The idea of retirement, understandably, is very frightening for many people, and the origin of this fear is rooted in complex issues that aren't easily resolved. If you won't be able to maintain your standard of living in retirement, is it worth it to retire at all?
Everyone deserves to retire, if that's what they want to do once they reach a certain point in their life and/or career. But the reality is many Americans simply can't afford to. If you're fortunate enough to retire, you still may struggle with finding your purpose and keeping yourself busy with things that bring you joy and satisfaction. Luckily, there are many ways you can fill the "work" void in retirement.
How To Fill The "Work" Void In Retirement
1. Hobbies, hobbies, hobbies
Retirement is a time to take up new hobbies and devote more time to your existing ones! What are you passionate about? What do you like to do? What makes you feel alive? Now that you have all the time in the world, don't waste it!
A great way to find your purpose in retirement is to be an active member in your community. What causes are you passionate about? What skills or expertise can you offer? Volunteer at an organization or two. Give back. Just because you're not working anymore doesn't mean you're not a part of society or a valuable member in your community. In fact, you could become an influential member in your community by being involved and trying to make a difference.

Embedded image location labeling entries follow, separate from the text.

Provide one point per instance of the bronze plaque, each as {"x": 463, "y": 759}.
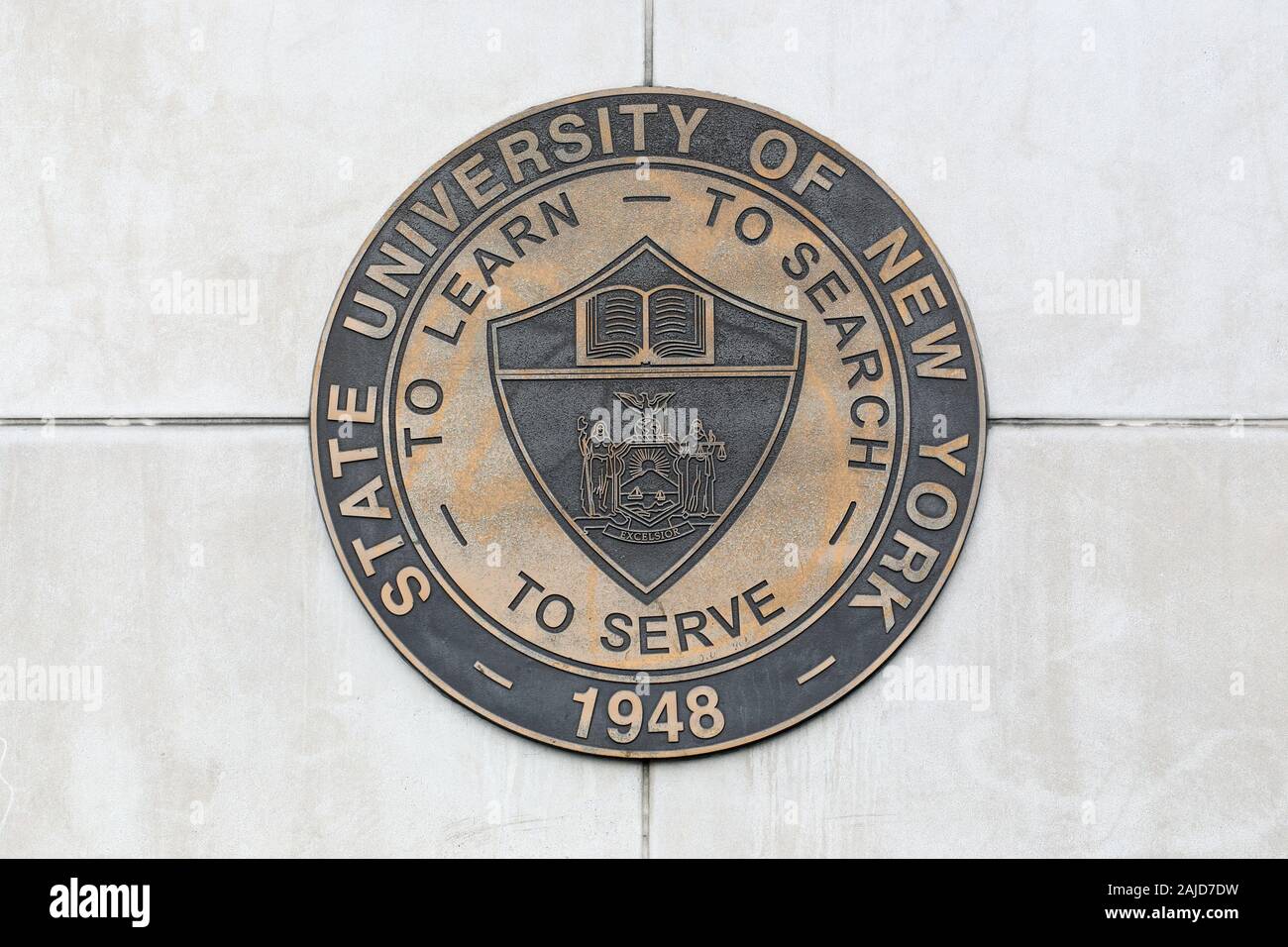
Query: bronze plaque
{"x": 648, "y": 423}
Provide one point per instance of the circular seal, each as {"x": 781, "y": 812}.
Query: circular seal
{"x": 648, "y": 423}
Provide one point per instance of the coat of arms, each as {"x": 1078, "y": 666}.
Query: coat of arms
{"x": 644, "y": 405}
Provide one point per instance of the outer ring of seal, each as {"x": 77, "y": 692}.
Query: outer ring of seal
{"x": 413, "y": 647}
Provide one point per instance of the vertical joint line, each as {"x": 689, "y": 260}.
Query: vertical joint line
{"x": 648, "y": 42}
{"x": 644, "y": 809}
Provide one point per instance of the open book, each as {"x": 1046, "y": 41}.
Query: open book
{"x": 669, "y": 325}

3. Take classes at a local college or university
There's no better way to keep your mind sharp than to learn new things, and one of the best places to do that is at school. If you've always wanted to study or research a certain subject, and you have some extra money to burn, don't be afraid to take a few classes at your local college or university. Nowadays, you can take online classes or opt for the traditional in-classroom experience. Either way, you'll be expanding your mind.
4. Become a mentor
Like volunteering, becoming a mentor can be extremely fulfilling and rewarding. You'll have the opportunity to connect with others and help them achieve their goals through offering support and guidance. After acquiring so much knowledge throughout your life from experiences, successes, and failures, it may be a good idea to share what you've learned with someone else who could use the wisdom.
5. Try new things
What's something you've always wanted to do? Do it. Don't hesitate. After all, you only live once, and retirement is the perfect time to do the things you haven't been able to do before. Don't worry about failing. You can teach an old dog new tricks. And when you try new things, you also meet new people. Become the coolest retired person around by embracing life to the fullest. You won't regret it.
6. Get a part-time job (if true retirement isn't for you)
After retiring, some people never work again and others work a part-time job. If true retirement isn't for you, there are plenty of part-time jobs with flexible hours available for older professionals. Plus, it doesn't hurt to have another source of income.
7. Don't isolate yourself
Whatever you do, do not isolate yourself in retirement. Loneliness can be detrimental to both your physical and mental health. It's okay if you're not as social as you once were while working a job, and some people are actually more social once they retire since they have more time on their hands to visit friends and family. But if you're struggling to maintain that connection to other people, don't wallow in that feeling. Get out of the house, and try doing one of the things we recommend above. You'll be much happier, we promise.
Retirement isn't something to be afraid of, but many people do fear it for completely valid reasons. The good news is that you can prepare for retirement and fill the "working" void after leaving your career behind. It's all about staying connected and finding your purpose. So, get some hobbies, volunteer, take a few classes, become a mentor, try new things, and get a part-time job—just don't isolate yourself!
Life is so much bigger than our career. It's time we let go of our fear of retirement and embrace the possibilities of a new chapter. The only thing we should be scared of is not living life to the fullest. So, what are we waiting for?